What is tile based rendering?
To explain tile based rendering, one must first delve into the world of conventional graphics systems. In 3D graphics rendering, there are a few overlaying operations that must be performed before outputting the final image.
The basic 3-D coordinate system consists of the X, Y and Z planes. In the Z-buffer the graphical elements in the image are assigned a depth value. This depth value is used to determine where the polygons will be on the Z-axis. Depending upon the transparency of the objects, many polygons will never be drawn because they simply aren't in sight. An image might have a car in front of a duck. As a result the duck doesn't need to be drawn. After Z-buffering, the data is sent on to the frame buffer memory.
With tile based rendering, we have a totally different process at work. As its name implies, tile based rendering cuts up the scene into tiles. Instead of processing an entire image with a resolution of 640x480 at once like conventional rendering techniques, TBR takes small chunks at a time. As an arbitrary number, a tile size might be 20x20. An internal Z-buffer is then used to determine all the depth values before the objects are textured or manipulated in any way. This is where the KYRO shines. The pre-sorting is how the chip figures out only what it needs to draw. Smaller data sets reduce the amount of memory bandwidth needed. Once all the data sets have been tiled and sorted, the processor proceeds to texture and shade the tiles until the entire image is complete.

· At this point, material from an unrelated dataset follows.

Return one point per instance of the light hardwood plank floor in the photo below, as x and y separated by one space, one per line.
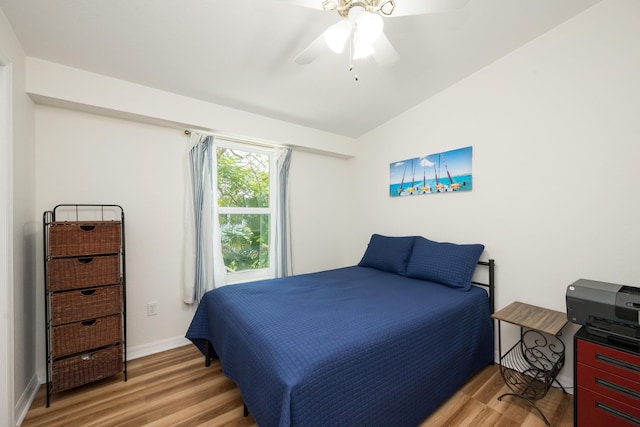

Conventional renderers do all the work and then filter out what polygons are actually needed (in view). The KYRO determines what it needs to draw first and then does only that, which saves memory bandwidth and processing power. The KYRO only needs regular SDRAM. The card simply does not need the extra bandwidth provided by DDR memory. This is where the effective fillrate term comes into play. With tile based rendering the KYRO doesn't need to generate 750 Mpixels to get the same image a GeForce2 would need 750 Mpixels to create.